Nella prima mattina del 6 ottobre 2016, in un appartamento di Riccione, Michele Castaldo strangolava Olga Matei, la donna con la quale aveva un rapporto sentimentale. Poche ore dopo i carabinieri, allertati da una segnalazione, reperivano l'assassino in casa sua, in stato soporoso; accanto a lui un manoscritto in cui confessava l'omicidio della donna e manifestava l'intenzione di togliersi la vita. In realtà si era limitato ad assumere vino mescolato a un banale antinfiammatorio, un gesto teatrale e palesemente inadeguato. Rapidamente ristabilitosi rendeva subito ampia confessione al pubblico ministero.

La relazione fra i due risaliva a poco più di un mese prima e non si era tradotta in una convivenza, né ancora in progetti di vita in comune. La sera del 4 ottobre, sul cellulare della Matei era arrivato il messaggio di un amico di quest'ultima, dal contenuto peraltro innocente. Tanto era bastato a infiammare la gelosia del Castaldo, che lamentava il fallimento del precedente matrimonio, dovuto ai tradimenti della moglie. In un crescendo di discussioni, riappacificazioni e nuovi litigi, la sera del 5 ottobre la coppia era giunta a un ultimo, animato confronto presso la casa della donna.

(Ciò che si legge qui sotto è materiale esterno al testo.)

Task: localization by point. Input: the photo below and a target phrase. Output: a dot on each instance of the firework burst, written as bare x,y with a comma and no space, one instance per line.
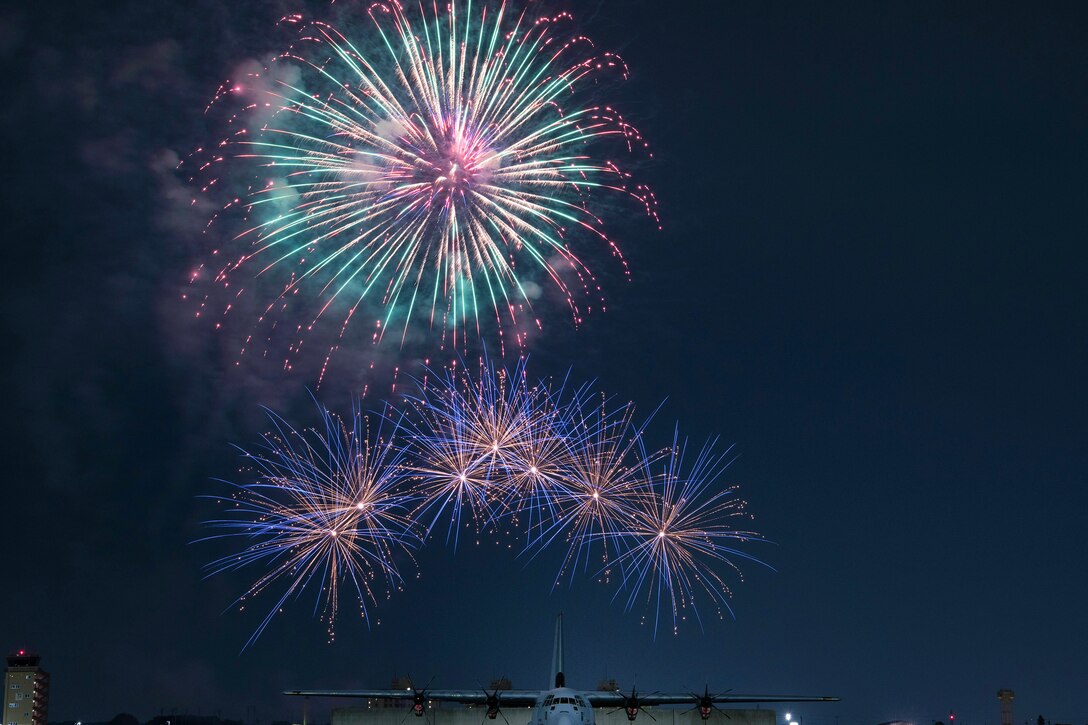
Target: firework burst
325,511
682,535
444,171
606,480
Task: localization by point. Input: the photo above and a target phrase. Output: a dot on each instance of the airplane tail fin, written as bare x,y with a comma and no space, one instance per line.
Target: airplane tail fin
557,653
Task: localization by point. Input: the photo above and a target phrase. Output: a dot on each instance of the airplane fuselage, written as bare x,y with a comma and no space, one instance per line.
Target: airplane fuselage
563,705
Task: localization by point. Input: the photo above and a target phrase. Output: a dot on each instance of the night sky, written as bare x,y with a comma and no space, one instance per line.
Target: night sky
870,279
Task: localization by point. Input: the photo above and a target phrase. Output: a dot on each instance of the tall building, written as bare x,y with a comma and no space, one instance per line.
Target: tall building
1005,696
25,690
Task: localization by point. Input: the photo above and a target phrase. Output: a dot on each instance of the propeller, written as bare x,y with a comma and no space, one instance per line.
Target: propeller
631,707
494,709
418,701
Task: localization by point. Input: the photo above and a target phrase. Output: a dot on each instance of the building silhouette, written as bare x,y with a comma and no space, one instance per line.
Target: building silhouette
25,690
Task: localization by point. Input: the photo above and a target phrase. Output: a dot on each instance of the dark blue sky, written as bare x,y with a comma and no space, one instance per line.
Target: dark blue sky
870,279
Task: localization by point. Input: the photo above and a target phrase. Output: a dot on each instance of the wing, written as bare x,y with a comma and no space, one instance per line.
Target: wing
506,698
608,698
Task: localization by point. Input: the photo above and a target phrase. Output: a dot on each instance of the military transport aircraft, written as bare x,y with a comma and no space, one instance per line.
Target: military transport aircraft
560,705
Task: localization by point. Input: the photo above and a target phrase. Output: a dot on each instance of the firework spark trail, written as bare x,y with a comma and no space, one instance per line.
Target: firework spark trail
606,472
442,174
681,533
483,444
491,453
326,508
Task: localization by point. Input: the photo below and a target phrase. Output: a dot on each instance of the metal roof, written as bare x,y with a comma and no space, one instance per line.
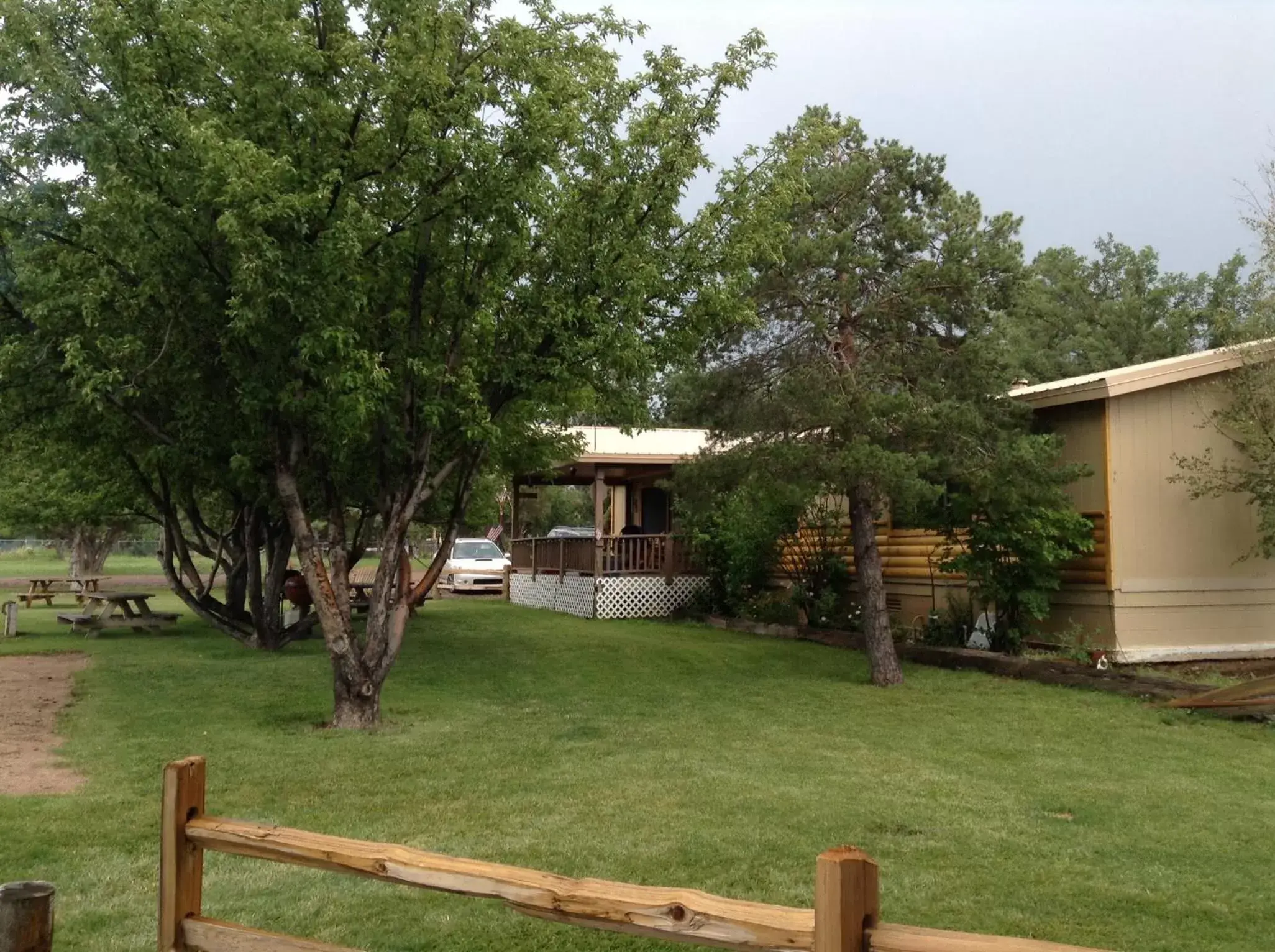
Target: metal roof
658,445
1143,377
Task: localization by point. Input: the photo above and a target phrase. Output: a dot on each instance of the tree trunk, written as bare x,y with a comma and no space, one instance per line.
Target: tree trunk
355,705
871,585
356,681
89,548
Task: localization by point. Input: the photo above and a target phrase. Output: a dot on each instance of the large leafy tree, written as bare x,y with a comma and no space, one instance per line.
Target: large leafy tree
336,258
1079,315
870,355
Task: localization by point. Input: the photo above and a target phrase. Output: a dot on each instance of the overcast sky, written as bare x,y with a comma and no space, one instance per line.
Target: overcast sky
1138,117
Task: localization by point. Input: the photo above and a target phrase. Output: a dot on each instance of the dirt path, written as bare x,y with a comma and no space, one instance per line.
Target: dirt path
34,689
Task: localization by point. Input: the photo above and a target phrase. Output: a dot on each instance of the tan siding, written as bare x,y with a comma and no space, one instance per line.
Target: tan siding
1182,583
1158,531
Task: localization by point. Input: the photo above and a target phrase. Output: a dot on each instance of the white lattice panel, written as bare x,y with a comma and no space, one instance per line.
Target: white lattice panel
573,594
646,595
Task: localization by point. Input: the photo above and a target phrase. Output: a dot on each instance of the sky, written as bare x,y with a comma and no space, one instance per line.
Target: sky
1139,117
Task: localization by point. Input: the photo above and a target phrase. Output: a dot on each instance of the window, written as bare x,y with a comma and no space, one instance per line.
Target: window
480,548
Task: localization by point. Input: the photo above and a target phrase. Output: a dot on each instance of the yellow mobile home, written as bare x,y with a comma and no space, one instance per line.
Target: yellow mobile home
1169,579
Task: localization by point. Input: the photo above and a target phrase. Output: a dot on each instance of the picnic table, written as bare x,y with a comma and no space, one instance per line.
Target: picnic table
119,610
360,599
47,588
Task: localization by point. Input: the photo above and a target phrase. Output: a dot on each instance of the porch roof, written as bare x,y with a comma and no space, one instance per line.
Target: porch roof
624,455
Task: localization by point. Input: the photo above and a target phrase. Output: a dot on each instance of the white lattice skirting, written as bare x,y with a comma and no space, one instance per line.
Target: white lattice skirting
572,594
646,595
616,597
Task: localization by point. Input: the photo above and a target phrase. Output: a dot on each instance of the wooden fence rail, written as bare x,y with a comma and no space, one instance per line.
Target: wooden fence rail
844,919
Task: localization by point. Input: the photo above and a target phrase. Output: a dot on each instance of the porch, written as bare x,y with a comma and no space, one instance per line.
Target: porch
658,555
634,565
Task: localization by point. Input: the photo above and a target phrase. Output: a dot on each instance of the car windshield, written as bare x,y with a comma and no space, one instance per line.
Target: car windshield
477,549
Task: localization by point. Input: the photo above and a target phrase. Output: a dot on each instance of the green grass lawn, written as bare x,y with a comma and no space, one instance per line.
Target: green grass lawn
657,754
27,564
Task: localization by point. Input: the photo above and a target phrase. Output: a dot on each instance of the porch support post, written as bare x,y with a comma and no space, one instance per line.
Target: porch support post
516,511
600,496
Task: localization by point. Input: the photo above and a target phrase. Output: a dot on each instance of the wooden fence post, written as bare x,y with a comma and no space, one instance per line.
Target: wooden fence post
27,917
181,863
847,901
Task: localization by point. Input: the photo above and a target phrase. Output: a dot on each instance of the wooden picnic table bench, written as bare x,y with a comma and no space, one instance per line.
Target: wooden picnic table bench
47,588
134,612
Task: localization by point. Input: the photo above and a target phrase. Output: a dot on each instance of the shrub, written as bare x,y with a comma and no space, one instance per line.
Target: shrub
736,538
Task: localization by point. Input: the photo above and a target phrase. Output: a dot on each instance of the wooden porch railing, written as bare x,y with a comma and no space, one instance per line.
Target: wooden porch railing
846,917
611,555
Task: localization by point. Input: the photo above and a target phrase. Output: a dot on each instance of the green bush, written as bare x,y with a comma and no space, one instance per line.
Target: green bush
820,575
736,538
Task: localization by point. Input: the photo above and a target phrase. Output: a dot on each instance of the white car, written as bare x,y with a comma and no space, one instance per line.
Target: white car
475,565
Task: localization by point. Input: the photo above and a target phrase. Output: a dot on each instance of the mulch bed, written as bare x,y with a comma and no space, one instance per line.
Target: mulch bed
1043,671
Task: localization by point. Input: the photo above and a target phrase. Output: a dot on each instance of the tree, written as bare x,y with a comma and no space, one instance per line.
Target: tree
351,253
1246,416
871,352
1077,315
1012,525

Di fronte alla freddezza di quest'ultima e all'intenzione di interrompere il loro colloquio, Castaldo aveva asseritamente “perso la testa perché lei non voleva più stare con me”: strettale le mani al collo, l'aveva soffocata.

La sentenza di primo grado

Nel corso del processo di primo grado il giudice disponeva perizia psichiatrica, anche alla luce dei trascorsi dell'imputato che in due occasioni (nel 2013 e nel 2014), dopo la fine del matrimonio e dopo la rottura di una successiva relazione sentimentale, aveva fatto ricorso a cure psichiatriche, incluso un ricovero e un TSO, peraltro senza che i sanitari riscontrassero specifici quadri patologici.

Anzi, la valutazione neuropsicologica con somministrazione di test, aveva evidenziato nell'uomo prestazioni nella norma, o superiori, rispetto alla capacità di controllare le reazioni impulsive.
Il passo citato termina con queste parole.